Амос Счастливчик, свободный человек | страница 51
«Сэр, пожалуйста, одолжите мистеру Джоэлю Адамсу выделанную шкуру теленка, если моя еще не готова. Отдайте ему одну из ваших, а взамен возьмите мою, или я вам за нее уплачу сполна. Уильям Пресскотт», — подобные письма приходили нередко, и Амос всегда читал их вслух жене.
— А у тебя есть телячья шкура? — спросила Виолет.
— И весьма неплохая, — кивнул Амос, довольный тем, что большой сарай позволяет ему хранить немалый запас кожи — как раз для таких случаев.
В другой раз пришло письмо от Симеона Батлера с просьбой ссудить Сэмюэлю Эвери двенадцать шиллингов, которые Симеон обещается вскорости уплатить.

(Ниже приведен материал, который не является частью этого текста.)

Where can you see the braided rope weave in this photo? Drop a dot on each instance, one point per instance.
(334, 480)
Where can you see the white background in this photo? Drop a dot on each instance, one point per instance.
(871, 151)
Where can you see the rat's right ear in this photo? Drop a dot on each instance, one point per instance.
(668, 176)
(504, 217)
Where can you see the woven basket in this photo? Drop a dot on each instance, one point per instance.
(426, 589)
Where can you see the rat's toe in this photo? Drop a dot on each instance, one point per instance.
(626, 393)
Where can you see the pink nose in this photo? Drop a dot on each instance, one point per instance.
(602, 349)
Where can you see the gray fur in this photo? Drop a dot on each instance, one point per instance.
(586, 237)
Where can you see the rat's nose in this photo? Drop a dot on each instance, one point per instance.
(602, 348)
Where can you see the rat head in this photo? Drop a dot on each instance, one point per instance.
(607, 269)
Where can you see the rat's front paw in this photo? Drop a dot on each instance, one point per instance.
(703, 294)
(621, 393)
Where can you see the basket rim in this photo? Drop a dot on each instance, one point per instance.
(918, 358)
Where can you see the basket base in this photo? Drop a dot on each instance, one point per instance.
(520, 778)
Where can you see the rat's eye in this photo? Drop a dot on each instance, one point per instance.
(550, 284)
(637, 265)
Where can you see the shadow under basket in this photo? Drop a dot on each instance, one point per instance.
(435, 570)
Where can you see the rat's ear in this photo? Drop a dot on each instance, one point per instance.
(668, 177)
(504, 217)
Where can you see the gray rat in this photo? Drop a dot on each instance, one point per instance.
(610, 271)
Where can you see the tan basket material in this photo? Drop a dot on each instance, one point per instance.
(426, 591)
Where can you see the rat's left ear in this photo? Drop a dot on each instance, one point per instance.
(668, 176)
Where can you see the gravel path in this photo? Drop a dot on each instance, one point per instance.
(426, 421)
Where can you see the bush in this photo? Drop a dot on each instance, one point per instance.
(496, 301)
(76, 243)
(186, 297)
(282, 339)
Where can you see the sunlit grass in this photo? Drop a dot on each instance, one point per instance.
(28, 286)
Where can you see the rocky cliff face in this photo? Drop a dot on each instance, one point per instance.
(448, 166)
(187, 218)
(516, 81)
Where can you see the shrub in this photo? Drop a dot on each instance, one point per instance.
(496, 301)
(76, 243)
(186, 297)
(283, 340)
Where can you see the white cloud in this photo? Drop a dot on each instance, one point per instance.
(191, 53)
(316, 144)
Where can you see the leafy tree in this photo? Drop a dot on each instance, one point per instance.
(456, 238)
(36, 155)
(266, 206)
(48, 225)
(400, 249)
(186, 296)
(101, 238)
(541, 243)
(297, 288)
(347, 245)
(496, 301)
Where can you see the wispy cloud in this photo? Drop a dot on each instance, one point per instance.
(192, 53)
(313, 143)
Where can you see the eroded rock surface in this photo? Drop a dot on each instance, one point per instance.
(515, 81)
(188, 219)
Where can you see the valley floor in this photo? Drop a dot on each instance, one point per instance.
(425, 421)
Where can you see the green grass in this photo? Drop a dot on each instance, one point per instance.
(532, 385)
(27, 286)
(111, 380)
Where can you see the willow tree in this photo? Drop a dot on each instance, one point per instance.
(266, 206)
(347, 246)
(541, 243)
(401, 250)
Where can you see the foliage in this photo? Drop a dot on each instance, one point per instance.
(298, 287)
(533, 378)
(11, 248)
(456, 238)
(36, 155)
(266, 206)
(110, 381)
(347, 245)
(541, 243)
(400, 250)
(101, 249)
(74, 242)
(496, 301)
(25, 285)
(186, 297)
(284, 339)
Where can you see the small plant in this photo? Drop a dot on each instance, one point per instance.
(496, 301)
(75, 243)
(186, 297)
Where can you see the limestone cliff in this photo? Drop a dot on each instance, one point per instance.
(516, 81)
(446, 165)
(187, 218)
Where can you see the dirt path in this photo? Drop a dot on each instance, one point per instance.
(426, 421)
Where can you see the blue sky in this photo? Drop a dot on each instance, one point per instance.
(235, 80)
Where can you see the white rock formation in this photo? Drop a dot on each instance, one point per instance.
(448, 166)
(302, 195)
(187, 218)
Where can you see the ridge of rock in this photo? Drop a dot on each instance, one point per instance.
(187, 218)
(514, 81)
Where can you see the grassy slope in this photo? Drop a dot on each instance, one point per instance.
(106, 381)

— Ты можешь ссудить его такой большой суммой, не зная, когда именно он сумеет вернуть долг? — удивилась Виолет.
— Мы никому ничего не должны, а монеты в котелке плодятся, как кролики в норе, — Амос широко улыбнулся жене, и улыбка сказала больше, чем слова. Он был ей по гроб жизни благодарен и никогда не забывал об этом. Виолет слегка склонила голову, молчаливо принимая признательность мужа, зная в глубине сердца, что заслужила ее.
В Джаффри построили Народную библиотеку, и Амос стал туда нередко захаживать. Он читал книги зимой, когда работа кожевника замирала, и часто обсуждал прочитанное с другими жителями городка. Кожевник знал, что творится вокруг, потому что всегда получал газету со свежими новостями. Знания, помноженные на природный ум, позволяли ему здраво судить о том, что происходит; к нему нередко обращались за советом, и при этом почти никогда не забывали почтительное «мистер».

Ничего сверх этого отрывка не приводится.